Sections of the Vatican Museums (picture courtesy of the website)
You can explore at your leisure, or there are options for guided and educational visits, such as pilgrimages, art and faith and educational. There are also signed tours for the deaf (in Italian sign language) and tactile tours for those with visual impairments.
Among the many galleries exhibiting their treasures are the Gallery of Tapestries (containing 15th to 17th century tapestries), and the Gallery of Maps, a fascinating collection illustrating exactly how much more we now know about the rest of the world.
My favourite part of the Museum is the Pinacoteca (created by Pius XI between 1922 and 1932). There are 460 paintings on view, including masterpieces from Caravaggio, Titian, Leonardo, Raphael, Veronese and Giotto.

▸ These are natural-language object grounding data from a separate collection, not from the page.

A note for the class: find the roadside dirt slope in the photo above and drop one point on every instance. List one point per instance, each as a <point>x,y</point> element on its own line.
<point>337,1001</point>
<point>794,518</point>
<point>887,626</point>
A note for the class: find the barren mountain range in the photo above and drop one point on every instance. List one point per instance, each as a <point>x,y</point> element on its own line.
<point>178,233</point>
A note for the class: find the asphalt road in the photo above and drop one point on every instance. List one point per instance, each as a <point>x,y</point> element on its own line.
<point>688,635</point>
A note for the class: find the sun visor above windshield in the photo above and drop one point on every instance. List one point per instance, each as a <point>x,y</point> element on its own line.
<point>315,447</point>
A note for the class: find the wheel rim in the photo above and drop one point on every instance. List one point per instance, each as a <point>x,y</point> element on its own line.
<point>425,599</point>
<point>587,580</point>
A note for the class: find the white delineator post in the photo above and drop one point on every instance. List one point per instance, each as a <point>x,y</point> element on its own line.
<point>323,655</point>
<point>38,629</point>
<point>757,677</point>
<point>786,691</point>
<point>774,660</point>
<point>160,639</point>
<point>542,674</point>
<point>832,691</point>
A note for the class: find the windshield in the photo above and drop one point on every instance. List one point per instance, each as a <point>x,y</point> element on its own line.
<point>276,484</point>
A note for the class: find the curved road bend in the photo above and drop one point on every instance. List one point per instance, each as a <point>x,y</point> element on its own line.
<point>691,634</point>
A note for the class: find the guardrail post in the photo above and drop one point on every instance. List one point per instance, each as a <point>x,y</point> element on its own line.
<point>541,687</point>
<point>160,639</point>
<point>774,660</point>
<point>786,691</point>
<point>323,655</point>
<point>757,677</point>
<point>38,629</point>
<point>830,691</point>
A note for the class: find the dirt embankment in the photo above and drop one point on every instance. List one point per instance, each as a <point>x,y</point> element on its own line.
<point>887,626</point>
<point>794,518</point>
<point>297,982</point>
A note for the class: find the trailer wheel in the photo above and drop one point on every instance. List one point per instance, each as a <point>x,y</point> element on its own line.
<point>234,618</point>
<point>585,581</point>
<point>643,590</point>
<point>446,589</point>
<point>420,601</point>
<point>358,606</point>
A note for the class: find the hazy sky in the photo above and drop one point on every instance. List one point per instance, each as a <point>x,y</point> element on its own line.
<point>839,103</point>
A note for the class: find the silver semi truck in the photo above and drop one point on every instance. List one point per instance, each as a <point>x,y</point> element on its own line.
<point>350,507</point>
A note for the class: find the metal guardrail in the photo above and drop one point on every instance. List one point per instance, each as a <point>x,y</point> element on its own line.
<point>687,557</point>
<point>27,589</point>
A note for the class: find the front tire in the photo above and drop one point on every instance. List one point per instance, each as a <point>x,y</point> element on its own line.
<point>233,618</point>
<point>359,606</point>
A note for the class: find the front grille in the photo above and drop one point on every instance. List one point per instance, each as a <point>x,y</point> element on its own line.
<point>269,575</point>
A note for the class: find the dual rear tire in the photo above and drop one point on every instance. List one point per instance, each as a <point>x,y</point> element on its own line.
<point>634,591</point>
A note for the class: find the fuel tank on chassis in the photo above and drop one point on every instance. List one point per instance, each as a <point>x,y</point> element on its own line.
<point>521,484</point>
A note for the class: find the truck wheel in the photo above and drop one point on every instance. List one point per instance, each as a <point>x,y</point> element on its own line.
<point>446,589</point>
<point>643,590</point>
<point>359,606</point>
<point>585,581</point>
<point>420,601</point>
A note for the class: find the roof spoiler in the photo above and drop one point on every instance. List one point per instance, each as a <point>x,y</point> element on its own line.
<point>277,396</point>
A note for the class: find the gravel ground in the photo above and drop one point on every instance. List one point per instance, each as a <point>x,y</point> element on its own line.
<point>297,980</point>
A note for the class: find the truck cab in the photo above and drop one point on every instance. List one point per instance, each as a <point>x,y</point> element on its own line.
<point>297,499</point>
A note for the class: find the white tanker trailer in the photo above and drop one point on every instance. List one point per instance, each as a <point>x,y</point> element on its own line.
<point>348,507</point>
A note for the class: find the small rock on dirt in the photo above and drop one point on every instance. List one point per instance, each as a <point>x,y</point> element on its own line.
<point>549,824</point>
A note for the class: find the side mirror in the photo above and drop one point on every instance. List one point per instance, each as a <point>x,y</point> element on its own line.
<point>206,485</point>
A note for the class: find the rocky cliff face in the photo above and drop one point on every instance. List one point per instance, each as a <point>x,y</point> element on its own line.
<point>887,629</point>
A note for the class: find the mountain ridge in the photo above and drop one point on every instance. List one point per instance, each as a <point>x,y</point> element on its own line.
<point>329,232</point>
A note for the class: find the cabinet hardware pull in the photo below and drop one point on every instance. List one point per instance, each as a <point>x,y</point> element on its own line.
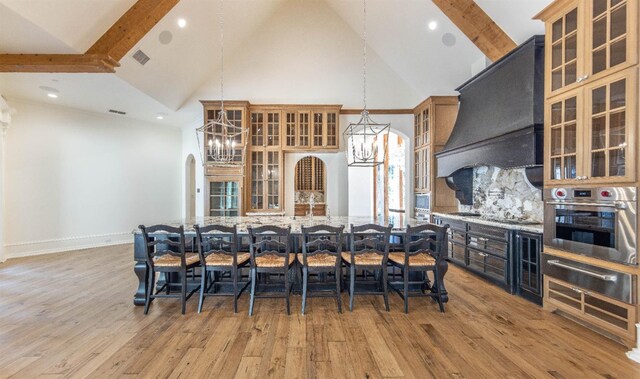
<point>606,278</point>
<point>584,204</point>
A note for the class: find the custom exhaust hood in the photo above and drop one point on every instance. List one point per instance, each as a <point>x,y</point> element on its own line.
<point>500,120</point>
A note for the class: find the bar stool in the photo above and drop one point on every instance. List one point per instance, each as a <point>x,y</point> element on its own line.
<point>321,249</point>
<point>369,251</point>
<point>270,254</point>
<point>218,251</point>
<point>424,247</point>
<point>161,242</point>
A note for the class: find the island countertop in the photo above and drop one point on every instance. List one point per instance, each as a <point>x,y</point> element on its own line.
<point>531,228</point>
<point>399,222</point>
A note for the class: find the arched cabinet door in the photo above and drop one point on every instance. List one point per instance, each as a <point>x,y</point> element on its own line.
<point>310,183</point>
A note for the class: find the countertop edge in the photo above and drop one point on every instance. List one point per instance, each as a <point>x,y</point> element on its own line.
<point>538,229</point>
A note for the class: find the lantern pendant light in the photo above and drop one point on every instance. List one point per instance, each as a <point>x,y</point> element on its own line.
<point>364,138</point>
<point>222,142</point>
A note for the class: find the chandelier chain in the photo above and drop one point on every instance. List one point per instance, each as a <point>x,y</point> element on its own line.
<point>221,20</point>
<point>364,55</point>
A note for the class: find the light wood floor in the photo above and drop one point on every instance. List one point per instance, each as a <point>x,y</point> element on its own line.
<point>71,315</point>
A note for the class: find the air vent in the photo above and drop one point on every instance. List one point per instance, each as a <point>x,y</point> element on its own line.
<point>141,57</point>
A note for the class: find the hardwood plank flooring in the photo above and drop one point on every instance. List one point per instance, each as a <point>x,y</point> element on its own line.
<point>72,315</point>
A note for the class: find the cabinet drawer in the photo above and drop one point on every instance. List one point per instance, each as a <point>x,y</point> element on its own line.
<point>457,252</point>
<point>492,266</point>
<point>604,313</point>
<point>496,247</point>
<point>489,231</point>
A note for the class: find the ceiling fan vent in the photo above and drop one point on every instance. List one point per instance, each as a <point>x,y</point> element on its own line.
<point>141,57</point>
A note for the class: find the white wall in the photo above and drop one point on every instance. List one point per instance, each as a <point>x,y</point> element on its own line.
<point>76,179</point>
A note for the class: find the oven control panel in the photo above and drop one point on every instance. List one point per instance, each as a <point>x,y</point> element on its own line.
<point>592,194</point>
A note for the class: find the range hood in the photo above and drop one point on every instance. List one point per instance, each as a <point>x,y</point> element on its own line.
<point>500,120</point>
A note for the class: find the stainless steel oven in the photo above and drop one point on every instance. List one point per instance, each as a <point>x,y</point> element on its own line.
<point>596,222</point>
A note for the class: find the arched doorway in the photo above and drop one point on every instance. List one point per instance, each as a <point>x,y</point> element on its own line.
<point>310,183</point>
<point>389,194</point>
<point>190,187</point>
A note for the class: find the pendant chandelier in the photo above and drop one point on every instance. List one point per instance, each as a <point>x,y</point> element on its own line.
<point>365,138</point>
<point>222,142</point>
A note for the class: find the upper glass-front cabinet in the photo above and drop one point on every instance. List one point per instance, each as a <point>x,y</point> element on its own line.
<point>265,128</point>
<point>564,50</point>
<point>587,40</point>
<point>591,133</point>
<point>310,130</point>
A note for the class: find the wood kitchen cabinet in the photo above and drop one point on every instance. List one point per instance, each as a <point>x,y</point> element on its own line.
<point>311,129</point>
<point>590,132</point>
<point>591,84</point>
<point>433,121</point>
<point>587,40</point>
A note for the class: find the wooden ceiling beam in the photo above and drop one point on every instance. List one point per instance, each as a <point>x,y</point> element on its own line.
<point>58,63</point>
<point>105,54</point>
<point>131,27</point>
<point>478,27</point>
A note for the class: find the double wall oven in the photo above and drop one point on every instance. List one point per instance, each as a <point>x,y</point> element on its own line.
<point>596,222</point>
<point>599,223</point>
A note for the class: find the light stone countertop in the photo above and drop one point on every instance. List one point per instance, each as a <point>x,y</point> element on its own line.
<point>531,228</point>
<point>399,222</point>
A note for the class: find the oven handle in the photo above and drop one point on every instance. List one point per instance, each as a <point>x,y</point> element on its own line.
<point>606,278</point>
<point>585,204</point>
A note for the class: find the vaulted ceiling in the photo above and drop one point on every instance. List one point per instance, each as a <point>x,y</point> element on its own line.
<point>276,51</point>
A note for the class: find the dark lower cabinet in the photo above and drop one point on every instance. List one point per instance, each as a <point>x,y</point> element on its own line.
<point>529,276</point>
<point>508,258</point>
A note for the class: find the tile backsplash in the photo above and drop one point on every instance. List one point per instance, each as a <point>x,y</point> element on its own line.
<point>505,194</point>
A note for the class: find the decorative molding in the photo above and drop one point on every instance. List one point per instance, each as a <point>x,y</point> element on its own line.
<point>634,354</point>
<point>30,248</point>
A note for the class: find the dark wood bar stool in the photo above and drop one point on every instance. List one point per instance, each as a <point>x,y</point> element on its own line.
<point>271,254</point>
<point>424,247</point>
<point>166,253</point>
<point>321,253</point>
<point>218,251</point>
<point>369,250</point>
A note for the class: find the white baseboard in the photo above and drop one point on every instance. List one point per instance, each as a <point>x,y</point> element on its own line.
<point>25,249</point>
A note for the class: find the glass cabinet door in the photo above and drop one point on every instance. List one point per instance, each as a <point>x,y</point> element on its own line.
<point>610,29</point>
<point>257,179</point>
<point>564,136</point>
<point>332,129</point>
<point>303,129</point>
<point>424,133</point>
<point>417,130</point>
<point>318,129</point>
<point>564,50</point>
<point>290,129</point>
<point>224,198</point>
<point>273,179</point>
<point>273,129</point>
<point>610,125</point>
<point>257,129</point>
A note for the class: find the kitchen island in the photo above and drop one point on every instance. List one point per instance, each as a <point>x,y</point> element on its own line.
<point>399,224</point>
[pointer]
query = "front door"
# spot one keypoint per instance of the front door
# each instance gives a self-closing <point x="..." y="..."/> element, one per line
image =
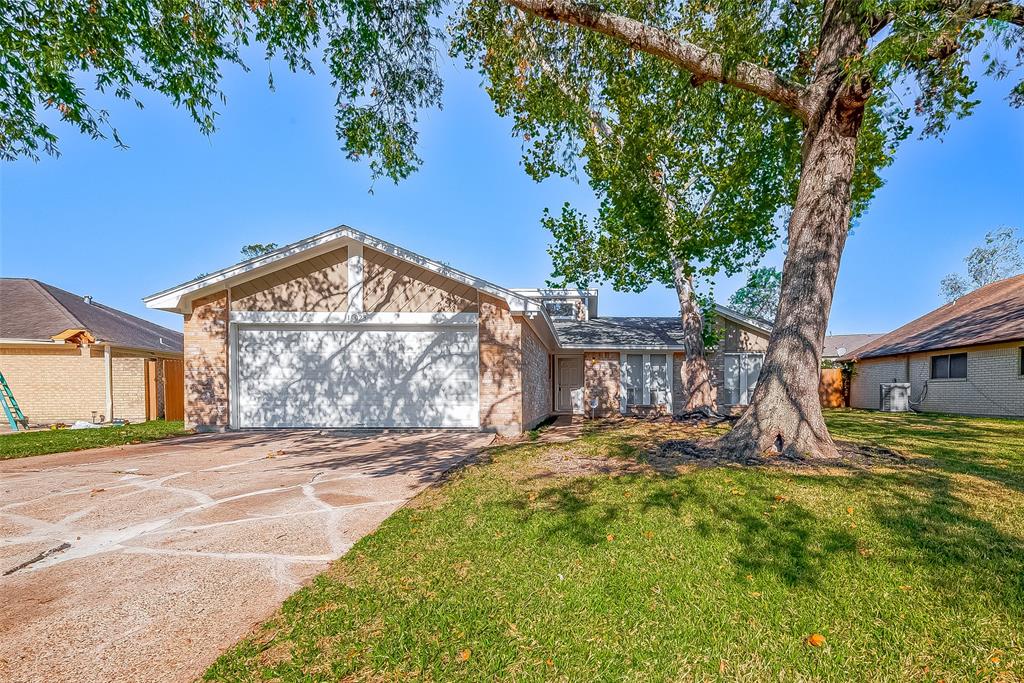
<point x="569" y="394"/>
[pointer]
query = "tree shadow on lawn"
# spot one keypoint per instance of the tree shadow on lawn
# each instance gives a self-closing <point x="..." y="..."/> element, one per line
<point x="926" y="528"/>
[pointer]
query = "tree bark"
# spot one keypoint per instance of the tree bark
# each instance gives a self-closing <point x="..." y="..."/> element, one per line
<point x="696" y="372"/>
<point x="784" y="415"/>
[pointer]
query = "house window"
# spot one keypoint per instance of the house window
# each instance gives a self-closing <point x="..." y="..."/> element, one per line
<point x="741" y="373"/>
<point x="949" y="366"/>
<point x="634" y="379"/>
<point x="646" y="379"/>
<point x="560" y="308"/>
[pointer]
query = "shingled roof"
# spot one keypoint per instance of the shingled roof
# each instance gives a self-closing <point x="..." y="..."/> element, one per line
<point x="991" y="314"/>
<point x="34" y="310"/>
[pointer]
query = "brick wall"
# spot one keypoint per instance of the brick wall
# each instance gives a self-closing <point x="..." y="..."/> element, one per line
<point x="993" y="385"/>
<point x="536" y="378"/>
<point x="61" y="384"/>
<point x="206" y="364"/>
<point x="601" y="378"/>
<point x="501" y="364"/>
<point x="735" y="339"/>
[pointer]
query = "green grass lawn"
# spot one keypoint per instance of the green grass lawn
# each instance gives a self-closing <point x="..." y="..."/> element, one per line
<point x="537" y="565"/>
<point x="19" y="444"/>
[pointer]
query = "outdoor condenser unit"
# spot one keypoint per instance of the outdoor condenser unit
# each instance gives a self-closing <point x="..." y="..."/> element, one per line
<point x="895" y="396"/>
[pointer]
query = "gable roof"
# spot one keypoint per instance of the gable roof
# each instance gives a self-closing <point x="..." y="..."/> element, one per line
<point x="37" y="311"/>
<point x="638" y="332"/>
<point x="988" y="315"/>
<point x="178" y="298"/>
<point x="837" y="345"/>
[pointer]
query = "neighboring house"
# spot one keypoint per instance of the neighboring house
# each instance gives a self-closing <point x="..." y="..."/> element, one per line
<point x="68" y="357"/>
<point x="345" y="330"/>
<point x="837" y="346"/>
<point x="964" y="357"/>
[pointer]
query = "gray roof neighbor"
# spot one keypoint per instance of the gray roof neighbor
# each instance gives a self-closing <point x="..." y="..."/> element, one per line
<point x="34" y="310"/>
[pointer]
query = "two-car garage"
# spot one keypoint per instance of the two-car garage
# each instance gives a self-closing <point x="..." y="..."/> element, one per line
<point x="356" y="375"/>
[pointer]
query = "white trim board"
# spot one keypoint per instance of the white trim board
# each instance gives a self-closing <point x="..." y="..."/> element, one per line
<point x="178" y="299"/>
<point x="349" y="317"/>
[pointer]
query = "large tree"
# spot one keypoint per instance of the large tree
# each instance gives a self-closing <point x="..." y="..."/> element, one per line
<point x="838" y="69"/>
<point x="688" y="180"/>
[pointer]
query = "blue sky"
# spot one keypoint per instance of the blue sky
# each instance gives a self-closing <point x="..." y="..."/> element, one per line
<point x="120" y="224"/>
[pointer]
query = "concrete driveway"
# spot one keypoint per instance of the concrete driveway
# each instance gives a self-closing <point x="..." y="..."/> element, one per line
<point x="170" y="552"/>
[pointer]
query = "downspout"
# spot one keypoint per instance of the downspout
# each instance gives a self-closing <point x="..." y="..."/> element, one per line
<point x="109" y="381"/>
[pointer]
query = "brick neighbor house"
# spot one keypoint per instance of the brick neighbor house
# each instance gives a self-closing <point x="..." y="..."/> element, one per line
<point x="345" y="330"/>
<point x="966" y="356"/>
<point x="68" y="357"/>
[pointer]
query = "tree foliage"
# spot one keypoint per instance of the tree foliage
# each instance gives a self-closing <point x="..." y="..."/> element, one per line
<point x="760" y="296"/>
<point x="53" y="53"/>
<point x="256" y="249"/>
<point x="1001" y="256"/>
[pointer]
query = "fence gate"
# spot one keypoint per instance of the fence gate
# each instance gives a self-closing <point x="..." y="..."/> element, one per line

It's not restricted to Renaissance art and spans the 12th to the 19th centuries. Arguably the most famous section of the Museums is the Sistine Chapel. In our rush to get there we took the short route and managed to miss the Raphael rooms. We had to backtrack and managed to get there just before closing time.
Obviously the Sistine Chapel is the most famous part of the galleries. Be warned: the queues are long once you're there; you are regimented in, through and out, are not allowed to make much noise and can't spend more than a few minutes gawping at the wall and ceiling frescoes with all the other tourists. Although photography is permitted everywhere else, it is prohibited in the Sistine Chapel.
The Sistine Chapel (picture courtesy of the website)
When in Rome (as they say) please make a point of visiting the Vatican Museums. If you can't make it many of the collections are online and can be viewed via the website.